Some concepts and basic tasks in Linguistics

This page collects some definitions of important concepts of Linguistics used in NLP, as well as basic tasks when dealing with words. A good book for an overview of NLP and introduction to the techniques is this famous O'Reilly book.

A little linguistics glossary

Antonyms & Synonyms

Antonyms are words with opposite semantic meaning; synonyms are words with the same semantic meaning.
  • beautiful/ugly (A); beatiful/pretty (S)
  • big/small (A); big/large (S)


A collocation is a series of words which, in a text, occurs more often than it would by simple chance. Phrasal verbs in English are good examples.
  • white wine
  • go out
  • come in
  • ...


The concordance of a word (or phrase) is a list of all occurrences and contexts of the given word (or phrase) in a corpus.

Context-free grammar

A context-free grammar, shortened CFG, is a grammar paradigm invented by Chomsky in the 1950s to define the structure of sentences in a formal language, in the sense that it's a set of rules describing all possible elements of the language. Specifically, a CFG contains
  • a list of syntactic categories for words
  • a set of rules


A corpus is a collection of texts, it can be generalistic (not topic-based) or specialistic. One example is the Corpus of Historical American English, or CoHA which at the time of writing is the largest existing corpus for the English language in history.

The Brown Corpus

Compiled in the 1960s at Brown University, it is the first appeared digital corpus of the (American) English language.

Dispersion plot

It is a plot that, starting from where a text starts, displays where each word appears, giving an idea of both how often it is present but also how far from the etxt start it is and with which constancy.

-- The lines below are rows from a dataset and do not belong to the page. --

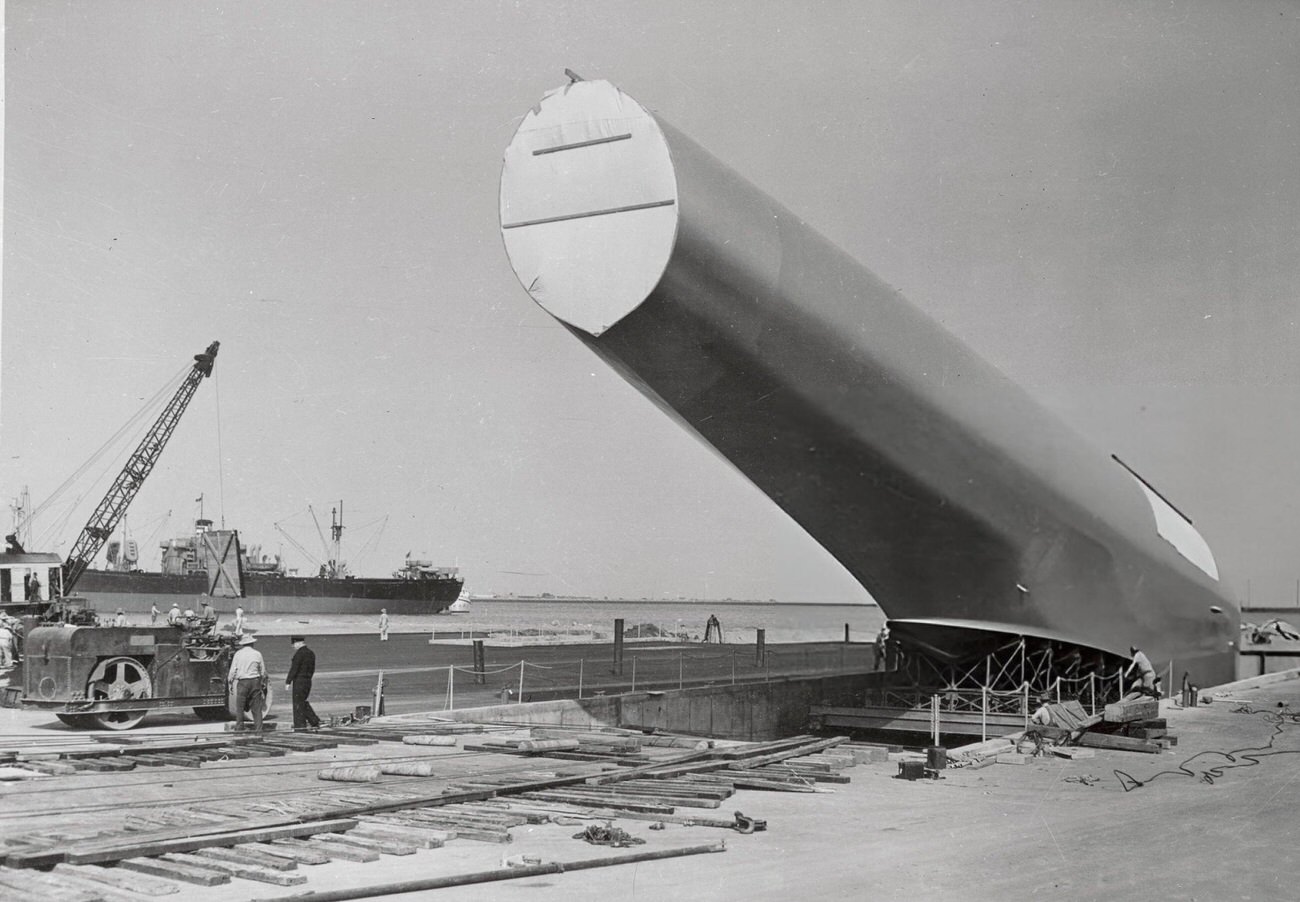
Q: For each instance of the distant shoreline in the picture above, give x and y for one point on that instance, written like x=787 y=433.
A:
x=564 y=599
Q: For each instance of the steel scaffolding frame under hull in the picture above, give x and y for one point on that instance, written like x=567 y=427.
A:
x=989 y=692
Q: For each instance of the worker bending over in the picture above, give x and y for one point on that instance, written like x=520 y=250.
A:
x=1145 y=681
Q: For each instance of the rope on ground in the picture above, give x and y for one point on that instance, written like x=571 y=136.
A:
x=1244 y=757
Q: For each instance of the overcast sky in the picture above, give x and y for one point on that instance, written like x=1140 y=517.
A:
x=1100 y=198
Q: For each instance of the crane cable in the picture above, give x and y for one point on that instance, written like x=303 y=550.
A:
x=131 y=424
x=221 y=473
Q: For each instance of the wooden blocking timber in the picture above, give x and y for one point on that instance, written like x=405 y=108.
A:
x=96 y=889
x=324 y=844
x=247 y=855
x=299 y=854
x=39 y=888
x=1073 y=754
x=177 y=759
x=1121 y=742
x=135 y=883
x=1147 y=732
x=381 y=846
x=187 y=840
x=412 y=768
x=393 y=833
x=398 y=822
x=172 y=871
x=1135 y=708
x=260 y=751
x=245 y=871
x=354 y=773
x=429 y=740
x=52 y=768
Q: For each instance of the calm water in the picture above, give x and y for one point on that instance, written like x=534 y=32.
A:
x=784 y=623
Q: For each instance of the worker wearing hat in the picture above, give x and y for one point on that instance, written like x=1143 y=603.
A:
x=247 y=682
x=302 y=668
x=1145 y=681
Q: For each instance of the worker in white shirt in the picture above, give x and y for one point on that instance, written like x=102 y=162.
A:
x=1145 y=681
x=247 y=682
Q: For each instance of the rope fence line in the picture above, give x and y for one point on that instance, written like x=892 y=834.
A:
x=659 y=670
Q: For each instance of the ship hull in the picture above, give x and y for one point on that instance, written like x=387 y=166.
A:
x=961 y=504
x=263 y=594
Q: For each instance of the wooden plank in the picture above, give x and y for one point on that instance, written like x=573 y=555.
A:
x=98 y=889
x=246 y=854
x=298 y=854
x=39 y=888
x=395 y=835
x=354 y=773
x=120 y=849
x=173 y=871
x=749 y=763
x=664 y=766
x=1073 y=754
x=603 y=801
x=1148 y=733
x=1121 y=742
x=242 y=871
x=1135 y=708
x=137 y=883
x=339 y=849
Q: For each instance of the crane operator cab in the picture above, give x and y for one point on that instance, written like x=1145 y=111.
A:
x=27 y=580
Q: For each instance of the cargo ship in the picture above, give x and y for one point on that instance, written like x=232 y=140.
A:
x=268 y=585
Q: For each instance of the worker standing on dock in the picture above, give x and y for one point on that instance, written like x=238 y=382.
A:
x=8 y=654
x=208 y=616
x=246 y=682
x=302 y=668
x=1145 y=684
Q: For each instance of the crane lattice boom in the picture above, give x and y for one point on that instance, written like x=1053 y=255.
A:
x=105 y=517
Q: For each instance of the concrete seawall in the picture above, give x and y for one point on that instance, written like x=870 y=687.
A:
x=749 y=711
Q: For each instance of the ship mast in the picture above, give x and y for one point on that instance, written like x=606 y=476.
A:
x=336 y=532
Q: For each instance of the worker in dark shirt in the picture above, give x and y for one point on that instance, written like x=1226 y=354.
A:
x=302 y=668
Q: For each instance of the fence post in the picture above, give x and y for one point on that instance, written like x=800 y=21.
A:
x=480 y=666
x=618 y=646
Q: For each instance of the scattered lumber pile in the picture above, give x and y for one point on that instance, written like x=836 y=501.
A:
x=375 y=803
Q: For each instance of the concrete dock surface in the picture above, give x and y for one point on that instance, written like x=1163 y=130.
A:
x=1213 y=818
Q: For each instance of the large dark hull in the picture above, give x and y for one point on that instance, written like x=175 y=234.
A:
x=960 y=503
x=272 y=594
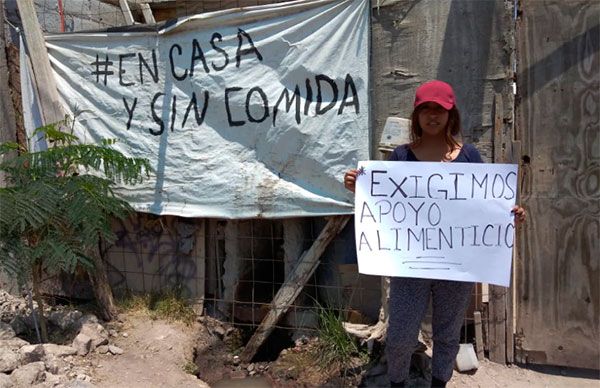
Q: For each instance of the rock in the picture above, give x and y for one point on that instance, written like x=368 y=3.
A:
x=18 y=325
x=13 y=343
x=5 y=381
x=219 y=331
x=59 y=350
x=83 y=377
x=31 y=353
x=65 y=319
x=9 y=360
x=29 y=374
x=6 y=331
x=96 y=332
x=88 y=318
x=115 y=350
x=83 y=344
x=51 y=379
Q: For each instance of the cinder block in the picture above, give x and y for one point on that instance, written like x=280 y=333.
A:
x=466 y=359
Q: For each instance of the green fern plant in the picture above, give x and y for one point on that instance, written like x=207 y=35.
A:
x=59 y=203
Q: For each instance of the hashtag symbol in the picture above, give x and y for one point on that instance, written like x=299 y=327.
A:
x=99 y=64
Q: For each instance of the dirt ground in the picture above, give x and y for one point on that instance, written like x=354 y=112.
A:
x=155 y=354
x=159 y=354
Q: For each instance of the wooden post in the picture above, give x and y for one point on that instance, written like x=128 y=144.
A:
x=52 y=112
x=42 y=72
x=8 y=125
x=126 y=12
x=478 y=335
x=500 y=335
x=290 y=290
x=199 y=254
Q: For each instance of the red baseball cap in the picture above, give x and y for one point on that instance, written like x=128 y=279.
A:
x=435 y=91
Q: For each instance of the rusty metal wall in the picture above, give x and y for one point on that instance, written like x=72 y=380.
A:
x=558 y=287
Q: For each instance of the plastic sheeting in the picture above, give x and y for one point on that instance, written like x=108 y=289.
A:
x=253 y=112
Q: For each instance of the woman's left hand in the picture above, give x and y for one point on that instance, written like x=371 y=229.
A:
x=520 y=214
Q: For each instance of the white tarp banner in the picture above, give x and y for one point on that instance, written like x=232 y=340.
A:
x=436 y=220
x=253 y=112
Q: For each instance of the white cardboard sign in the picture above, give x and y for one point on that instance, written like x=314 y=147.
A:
x=436 y=220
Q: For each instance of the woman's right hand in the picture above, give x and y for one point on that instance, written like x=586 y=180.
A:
x=350 y=179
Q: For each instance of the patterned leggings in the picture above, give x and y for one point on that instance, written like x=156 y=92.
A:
x=409 y=299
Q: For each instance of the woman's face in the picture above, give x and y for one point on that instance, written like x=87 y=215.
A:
x=433 y=119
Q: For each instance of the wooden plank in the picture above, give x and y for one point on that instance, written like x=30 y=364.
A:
x=126 y=12
x=147 y=12
x=478 y=335
x=558 y=74
x=199 y=255
x=42 y=72
x=498 y=294
x=498 y=129
x=294 y=283
x=497 y=324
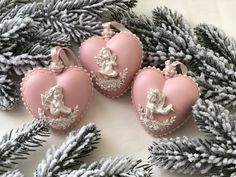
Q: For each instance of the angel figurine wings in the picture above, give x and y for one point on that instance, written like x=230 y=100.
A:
x=106 y=61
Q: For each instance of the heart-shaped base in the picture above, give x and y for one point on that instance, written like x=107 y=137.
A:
x=112 y=62
x=163 y=103
x=60 y=98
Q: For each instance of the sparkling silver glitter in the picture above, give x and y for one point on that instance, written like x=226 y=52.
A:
x=106 y=60
x=155 y=105
x=154 y=124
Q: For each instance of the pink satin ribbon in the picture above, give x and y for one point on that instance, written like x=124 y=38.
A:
x=59 y=54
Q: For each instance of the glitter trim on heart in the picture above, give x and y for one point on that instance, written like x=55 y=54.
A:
x=155 y=105
x=106 y=61
x=52 y=100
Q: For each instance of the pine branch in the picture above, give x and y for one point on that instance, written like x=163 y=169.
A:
x=8 y=93
x=216 y=78
x=214 y=156
x=215 y=121
x=14 y=173
x=168 y=36
x=118 y=167
x=77 y=145
x=18 y=144
x=215 y=39
x=79 y=19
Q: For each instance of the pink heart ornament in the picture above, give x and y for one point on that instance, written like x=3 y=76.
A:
x=163 y=102
x=112 y=59
x=61 y=98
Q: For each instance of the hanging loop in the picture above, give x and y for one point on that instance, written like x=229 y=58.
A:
x=60 y=59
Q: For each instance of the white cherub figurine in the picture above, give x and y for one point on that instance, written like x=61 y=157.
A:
x=106 y=61
x=155 y=103
x=53 y=100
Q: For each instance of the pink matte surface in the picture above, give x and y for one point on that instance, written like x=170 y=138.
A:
x=76 y=84
x=180 y=91
x=128 y=50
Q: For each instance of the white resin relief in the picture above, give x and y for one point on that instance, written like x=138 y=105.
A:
x=156 y=105
x=52 y=101
x=106 y=62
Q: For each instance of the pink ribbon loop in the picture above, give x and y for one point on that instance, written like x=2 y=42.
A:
x=59 y=54
x=116 y=25
x=108 y=32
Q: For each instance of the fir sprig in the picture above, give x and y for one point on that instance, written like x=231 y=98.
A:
x=14 y=173
x=77 y=145
x=168 y=36
x=118 y=167
x=18 y=144
x=215 y=39
x=213 y=156
x=8 y=93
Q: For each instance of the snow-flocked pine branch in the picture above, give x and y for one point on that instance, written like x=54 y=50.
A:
x=213 y=156
x=18 y=144
x=8 y=93
x=168 y=36
x=118 y=167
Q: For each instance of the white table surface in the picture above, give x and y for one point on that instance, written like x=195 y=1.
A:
x=122 y=135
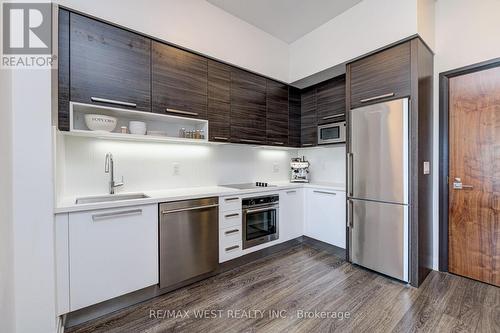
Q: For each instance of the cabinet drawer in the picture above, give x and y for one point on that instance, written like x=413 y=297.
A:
x=230 y=203
x=105 y=244
x=387 y=73
x=230 y=218
x=230 y=243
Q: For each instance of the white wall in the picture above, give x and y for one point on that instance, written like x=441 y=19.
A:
x=467 y=32
x=369 y=25
x=7 y=301
x=426 y=21
x=32 y=199
x=197 y=25
x=327 y=163
x=150 y=166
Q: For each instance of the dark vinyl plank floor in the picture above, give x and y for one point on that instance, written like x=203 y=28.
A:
x=306 y=279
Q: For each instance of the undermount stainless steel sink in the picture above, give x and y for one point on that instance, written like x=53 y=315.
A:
x=110 y=198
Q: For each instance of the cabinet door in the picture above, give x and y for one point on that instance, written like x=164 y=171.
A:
x=277 y=113
x=219 y=99
x=109 y=66
x=294 y=117
x=179 y=82
x=112 y=252
x=308 y=118
x=248 y=107
x=381 y=76
x=291 y=217
x=331 y=100
x=325 y=216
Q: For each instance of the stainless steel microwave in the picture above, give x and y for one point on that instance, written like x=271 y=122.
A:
x=331 y=133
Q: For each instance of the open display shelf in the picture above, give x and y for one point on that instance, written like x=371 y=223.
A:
x=171 y=125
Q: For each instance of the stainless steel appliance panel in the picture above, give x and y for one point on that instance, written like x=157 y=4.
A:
x=378 y=163
x=379 y=237
x=331 y=133
x=189 y=239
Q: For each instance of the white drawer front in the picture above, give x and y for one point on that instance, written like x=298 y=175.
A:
x=229 y=203
x=230 y=218
x=230 y=243
x=112 y=252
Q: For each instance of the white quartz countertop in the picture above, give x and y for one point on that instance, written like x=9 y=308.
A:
x=67 y=204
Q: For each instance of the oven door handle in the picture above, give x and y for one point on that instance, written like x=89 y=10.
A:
x=258 y=210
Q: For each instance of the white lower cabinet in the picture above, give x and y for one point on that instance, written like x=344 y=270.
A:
x=325 y=217
x=291 y=214
x=111 y=252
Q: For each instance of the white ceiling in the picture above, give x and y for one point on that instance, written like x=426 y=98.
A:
x=287 y=20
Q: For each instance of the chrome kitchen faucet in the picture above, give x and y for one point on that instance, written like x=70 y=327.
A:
x=109 y=167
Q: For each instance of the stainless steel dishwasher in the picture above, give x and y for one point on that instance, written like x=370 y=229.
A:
x=189 y=239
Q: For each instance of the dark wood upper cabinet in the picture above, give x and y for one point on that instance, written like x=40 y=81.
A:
x=179 y=82
x=108 y=65
x=219 y=99
x=63 y=71
x=331 y=100
x=294 y=117
x=308 y=118
x=381 y=76
x=248 y=107
x=277 y=113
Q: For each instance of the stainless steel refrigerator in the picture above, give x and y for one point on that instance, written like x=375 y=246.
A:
x=377 y=164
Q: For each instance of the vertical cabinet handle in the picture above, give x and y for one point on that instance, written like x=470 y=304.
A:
x=350 y=222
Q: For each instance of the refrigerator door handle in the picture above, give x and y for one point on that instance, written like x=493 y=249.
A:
x=349 y=174
x=350 y=222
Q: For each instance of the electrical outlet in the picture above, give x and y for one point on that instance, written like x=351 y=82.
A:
x=176 y=169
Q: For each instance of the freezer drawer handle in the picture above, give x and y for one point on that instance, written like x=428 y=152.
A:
x=188 y=209
x=325 y=192
x=112 y=101
x=366 y=100
x=107 y=216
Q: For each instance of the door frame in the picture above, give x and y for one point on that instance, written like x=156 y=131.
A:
x=444 y=78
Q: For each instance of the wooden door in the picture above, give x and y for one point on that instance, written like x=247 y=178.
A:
x=474 y=210
x=179 y=82
x=386 y=73
x=277 y=114
x=219 y=101
x=248 y=107
x=308 y=119
x=108 y=65
x=331 y=100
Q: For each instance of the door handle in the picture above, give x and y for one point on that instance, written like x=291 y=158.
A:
x=366 y=100
x=457 y=185
x=349 y=173
x=188 y=209
x=182 y=112
x=112 y=101
x=107 y=216
x=350 y=222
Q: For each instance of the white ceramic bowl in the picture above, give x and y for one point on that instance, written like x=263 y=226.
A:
x=137 y=127
x=100 y=123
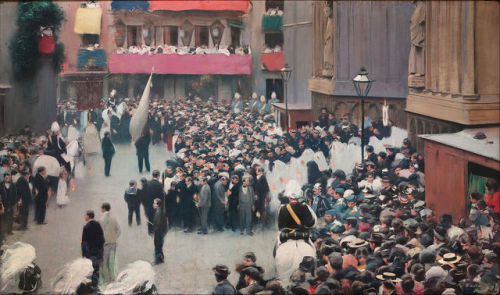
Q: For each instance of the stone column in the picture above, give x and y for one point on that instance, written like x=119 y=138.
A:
x=105 y=87
x=131 y=84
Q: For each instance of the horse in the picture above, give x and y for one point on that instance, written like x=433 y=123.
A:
x=289 y=255
x=74 y=278
x=19 y=273
x=74 y=151
x=137 y=278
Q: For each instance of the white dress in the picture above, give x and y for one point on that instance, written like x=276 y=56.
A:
x=62 y=193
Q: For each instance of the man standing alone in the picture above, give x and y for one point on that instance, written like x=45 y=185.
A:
x=108 y=150
x=160 y=230
x=9 y=197
x=154 y=191
x=204 y=205
x=142 y=150
x=23 y=188
x=41 y=189
x=219 y=202
x=111 y=230
x=133 y=203
x=93 y=243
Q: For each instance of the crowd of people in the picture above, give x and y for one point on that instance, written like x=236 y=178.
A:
x=370 y=227
x=373 y=234
x=183 y=50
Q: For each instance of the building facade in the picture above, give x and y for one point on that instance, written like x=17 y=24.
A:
x=349 y=35
x=196 y=47
x=454 y=73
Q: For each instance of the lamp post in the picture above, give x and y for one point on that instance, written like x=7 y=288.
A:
x=362 y=84
x=285 y=73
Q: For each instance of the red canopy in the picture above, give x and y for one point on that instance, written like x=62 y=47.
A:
x=212 y=5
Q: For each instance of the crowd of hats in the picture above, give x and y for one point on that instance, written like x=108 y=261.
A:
x=395 y=243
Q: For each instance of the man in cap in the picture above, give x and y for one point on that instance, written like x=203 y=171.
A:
x=320 y=202
x=370 y=155
x=339 y=204
x=133 y=202
x=159 y=229
x=205 y=200
x=219 y=202
x=108 y=151
x=56 y=146
x=252 y=277
x=352 y=210
x=223 y=286
x=296 y=217
x=142 y=150
x=246 y=201
x=154 y=190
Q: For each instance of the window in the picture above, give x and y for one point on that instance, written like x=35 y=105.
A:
x=273 y=4
x=273 y=39
x=201 y=36
x=171 y=35
x=274 y=85
x=134 y=36
x=89 y=39
x=235 y=36
x=158 y=36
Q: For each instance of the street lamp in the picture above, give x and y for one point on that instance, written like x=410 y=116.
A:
x=285 y=73
x=362 y=84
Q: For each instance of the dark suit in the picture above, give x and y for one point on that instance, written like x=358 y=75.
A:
x=142 y=151
x=9 y=199
x=41 y=185
x=160 y=230
x=23 y=189
x=108 y=150
x=93 y=246
x=154 y=190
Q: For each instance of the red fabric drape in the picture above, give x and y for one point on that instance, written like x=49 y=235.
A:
x=212 y=5
x=46 y=44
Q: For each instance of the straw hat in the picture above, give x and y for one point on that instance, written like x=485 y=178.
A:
x=449 y=258
x=388 y=276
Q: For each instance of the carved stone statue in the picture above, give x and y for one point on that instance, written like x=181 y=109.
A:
x=328 y=57
x=417 y=39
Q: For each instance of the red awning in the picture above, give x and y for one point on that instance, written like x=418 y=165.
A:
x=273 y=61
x=210 y=64
x=211 y=5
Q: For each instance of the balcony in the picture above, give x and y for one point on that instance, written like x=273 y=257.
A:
x=91 y=60
x=273 y=61
x=272 y=22
x=197 y=64
x=129 y=5
x=203 y=5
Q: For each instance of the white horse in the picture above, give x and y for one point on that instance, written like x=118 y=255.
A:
x=16 y=261
x=137 y=278
x=73 y=277
x=52 y=165
x=289 y=255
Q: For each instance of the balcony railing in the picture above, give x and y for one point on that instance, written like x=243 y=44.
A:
x=274 y=61
x=91 y=60
x=196 y=64
x=272 y=22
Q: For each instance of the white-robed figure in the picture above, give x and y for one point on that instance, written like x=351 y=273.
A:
x=274 y=99
x=56 y=146
x=237 y=104
x=263 y=106
x=62 y=190
x=18 y=271
x=252 y=103
x=111 y=100
x=296 y=220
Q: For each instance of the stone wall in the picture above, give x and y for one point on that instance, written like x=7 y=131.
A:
x=341 y=105
x=297 y=29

Entailment is logical consequence. A sentence is entailed by another one if it logically follows it.
  • I woke up. I am awake.
  • He sleeps. He snores. (he cannot snore without sleeping)

Some famous exemplar sentences

"Colourless green ideas sleep furiously"

A sentence by N Chomsky from his book Syntactic structures, released in 1957, it is an example of a sentence which is grammatically admissible but totally non-sensical.

"Buffalo buffalo buffalo buffalo buffalo buffalo buffalo buffalo"

This is a grammatically correct sentence which can be interpreted differently depending on how it gets parsed. It is taken from D Borgmann's Beyond Language: Adventures in Word and Thought, 1967.
The word "buffalo" can mean any of three things:
  • the animal
  • the city in the state of New York
  • a verb which means "to intimidate"
With this, one of the possible parses would read the buffalo from Buffalo that the buffalo from Buffalo intimidate, intimidate (other) buffalo from Buffalo

Hapax Legomenon

An hapax legomenon is a word or expression which appears only once in a text.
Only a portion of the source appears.